JAKARTA – Kepala Divisi Niaga PT PLN (Persero) Benny Marbun mengungkapkan, pemakaian listrik di Indonesia tumbuh signifikan mencapai 9,96% per tahun, seiring dengan pesatnya pertumbuhan ekonomi di Tanah Air.
Benny menuturkan, pemakaian listrik hingga Mei 2013 mencapai 16,07 Tera Watt hour (TWh), lebih tinggi dibandingkan dengan pemakaian listrik pada Mei 2012 sebesar 14,61 TWh, atau naik 9,96% per tahun. “Pertumbuhan konsumsi listrik adalah salah satu indikator pertumbuhan ekonomi,” jelasnya di Jakarta, Minggu, 16 Juni 2013.
Kondisi ini, lanjutnya, memberikan optimisme bergeraknya perekonomian Indonesia, yang ditandai oleh pertumbuhan konsumsi listrik dari segmen Industri yang masih tetap tinggi, sekitar 10%. Ia menenrangkan, bila sampai April 2013 pertumbuhan konsumsi kWh segmen industri sebesar 9,0%, angka sampai dengan Mei 2013 sebesar 10,0%.
“Angka ini menunjukkan sektor penggerak utama perekonomian tetap bergairah, yang pada akhirnya diharapkan dapat menyediakan tambahan lapangan pekerjaan, dan mengurangi kemiskinan,” ujarnya.
Secara akumulatif, lanjut Benny lagi, dari Januari sampai dengan Mei 2013, penjualan listrik tumbuh 7,6% dibanding penjualan listrik periode yang sama tahun lalu. Namun, pertumbuhan yang relatif rendah ini secara akumulatif tidak lain karena rendahnya penjualan listrik pada Januari 2013 dan Februari 2013 sebagai dampak dari banjir besar yang melanda sebagian Jakarta, Bekasi, dan Karawang.
Selain itu, tambahnya, tentu tidak terelakkan juga dampak psikologis pengenaan tarif listrik baru yang mendorong konsumen, terutama konsumen bisnis, mengendalikan pemakaian listriknya.
Pemakaian listrik yang mulai tinggi, jelasnya, kembali terjadi pada Maret dan April 2013 memberikan gambaran bahwa perekonomian telah pulih dari dampak banjir, dan kegiatan usaha serta industri telah berjalan normal kembali.
Menurutnya, PLN telah berkomitmen menjadi badan usaha yang menggerakkan roda perekonomian Indonesia. Karenanya, perkembangan pertumbuhan penjualan listrik ini dipantau secara khusus.
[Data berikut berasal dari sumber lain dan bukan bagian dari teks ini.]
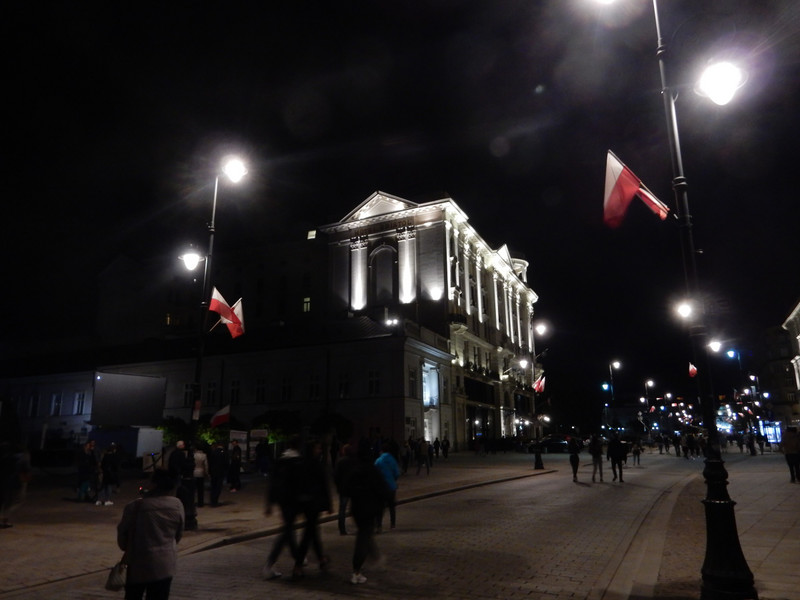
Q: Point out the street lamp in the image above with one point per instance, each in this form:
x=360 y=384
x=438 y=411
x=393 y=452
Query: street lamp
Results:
x=234 y=169
x=725 y=572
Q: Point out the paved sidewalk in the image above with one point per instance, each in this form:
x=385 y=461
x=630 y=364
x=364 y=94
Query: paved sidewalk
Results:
x=56 y=539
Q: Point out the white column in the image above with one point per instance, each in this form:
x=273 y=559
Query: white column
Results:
x=358 y=273
x=407 y=263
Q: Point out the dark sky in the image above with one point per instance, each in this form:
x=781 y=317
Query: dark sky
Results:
x=119 y=117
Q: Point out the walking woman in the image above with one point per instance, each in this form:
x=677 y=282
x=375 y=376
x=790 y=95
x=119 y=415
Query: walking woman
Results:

Untuk mendukung pertumbuhan konsumsi yang menggerakkan perekonomian, ucapnya, pasokan listrik kepada sektor-sektor produktif, seperti konsumen komersil dan industri, tetap mendapat perhatian khusus agar kualitas dan keberlangsungan pasokan listrik dari waktu ke waktu semakin baik, termasuk pemenuhan kebutuhan listrik smelter (pabrik pengolahan mineral tambang).
Insentif Menjaga Keseimbangan
PLN, kata Benny, juga memantau dengan serius tekanan terhadap nilai tukar rupiah, terhadap mata uang asing. Tekanan nilai tukar uang ini dapat saja berdampak kepada menurunnya konsumsi listrik, dari industri yang menggunakan bahan baku dominan impor dan produksinya dipasarkan di Indonesia, seperti industri peralatan elektronik.
Namun di sisi lain, ujarnya, konsumsi listrik diharapkan meningkat dari industri yang produksinya menggunakan bahan baku dominan lokal dan pemasarannya ekspor, seperti industri pengolahan ikan, kayu, dan turunannya.
Karenanya, kata Benny, untuk menjaga keseimbangan pergerakan perekonomian melalui peningkatan produksi industri, PLN kini mendekati dan memberi kemudahan bagi calon industri yang menggunakan bahan baku dominan lokal, yang pasar produksinya ekspor maupun lokal.
“Keseimbangan ini diharapkan dapat mengurangi dampak tekanan mata uang asing terhadap rupiah Indonesia, dan dampak dari masih lesunya perekonomian Eropa dan Amerika,” pungkasnya.